No commentary on antibiotics would feel complete without looking ahead. Everything relies on stewardship, and selecting only as much antibiotic as needed prevents resistance from taking hold unnecessarily. Rising environmental traces of antibiotics create new challenges, sometimes pushing researchers to look for non-antibiotic selection systems. Until those reach maturity, sticking with well-understood options like hygromycin B limits risks if labs commit to best practices.
I've seen teams overuse selection agents out of fear of losing their hard-won lines, only to end up breeding low-level resistance in non-target cells. Keeping hygiene above convenience—disposing of plates and media properly, and never pouring mixed solutions down the drain—pays off in the long run. College labs introduce best practices from day one, but reminders never hurt, especially when pressure to produce results picks up.
The world of antibiotics is littered with crossover issues, where a resistance gene gets picked up by environmental strains, or shows up in non-target species. Hygromycin B offers a narrower window, with fewer naturally resistant strains encountered in the wild. This means that the distinctions drawn by selection hold up, with low rates of frustrating escapes.
It pays off in plant and fungal research, because Kanr (kanamycin resistance) pops up in some soil organisms, while hygromycin B resistance remains rare. For experiments where results matter—such as tracking a unique transgene or knocking out essential genes—this level of specificity means researchers trust more of their colonies or regenerating calli. It clears up troubleshooting when things go off the rails, since user error or protocol drift can be separated from real biological problems.
Every year, teams try to build systems that don’t depend on antibiotics at all. Gene editing keeps evolving, and marker-free transgenics could eventually make antibiotics obsolete in some cases. At the same time, for new and small labs that rely on proven workflows, hygromycin B keeps research moving at a steady pace. Grant restrictions and regulations can slow adoption of new advances, but the infrastructure for antibiotic selection is strong and widely shared around the world.
There is movement toward tighter control on antibiotic stocks, especially in agricultural areas. Small steps make a difference. Suppliers now track lots and customers, and regulatory bodies develop guidelines for disposal and use. In the meantime, good science—combined with careful stewardship—makes tools like hygromycin B a benefit, not a risk.

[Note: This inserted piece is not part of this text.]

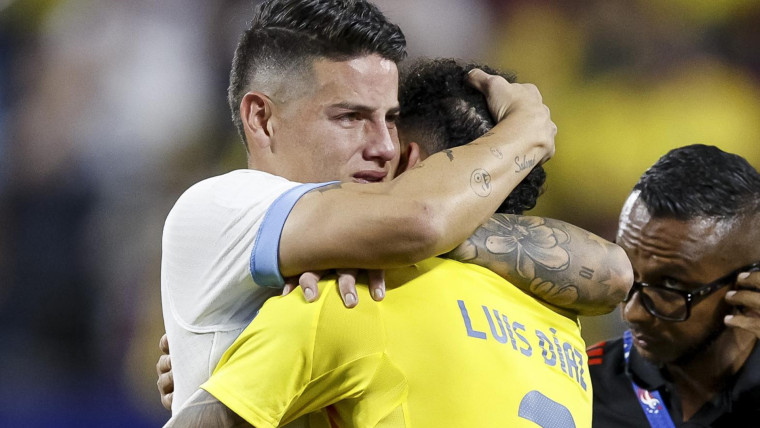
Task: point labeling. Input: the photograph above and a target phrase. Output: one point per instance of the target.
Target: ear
(411, 155)
(256, 111)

Hygromycin B serves as a reminder that not all laboratory solutions need to be new to be effective. Its wide adoption in both basic and applied research, reliable performance across organisms, and track record for low cross-resistance set a standard. Scientists trust it because it has helped solve tough problems, not just for its name or reputation. In a competitive landscape, products that offer concrete, repeatable results make their own case for continued use.

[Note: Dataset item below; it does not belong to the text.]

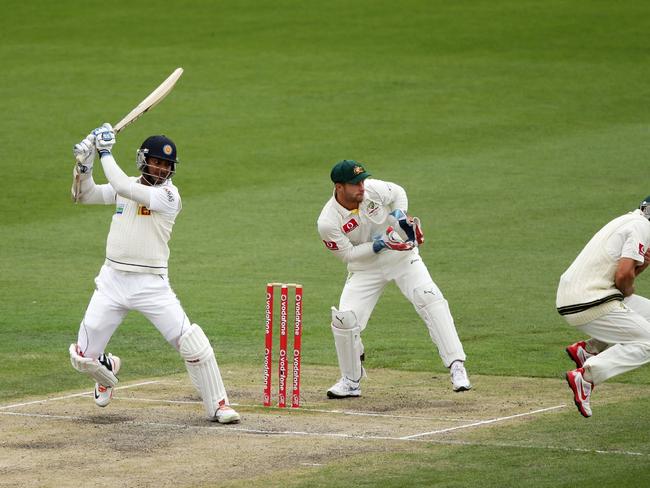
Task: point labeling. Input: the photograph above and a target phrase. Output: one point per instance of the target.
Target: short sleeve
(165, 199)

For teams pursuing gene editing, synthetic biology, or classic transgenics, this antibiotic provides focus, letting researchers concentrate less on the selection process and more on results. Every tool comes with trade-offs, but where specificity, stability, and broad spectrum are priorities, hygromycin B fits the bill. Balancing advancements with responsibility lets research move ahead while protecting health and the environment. Teams that share best practices and knowledge set themselves apart, making sure tools like this remain valuable for years to come.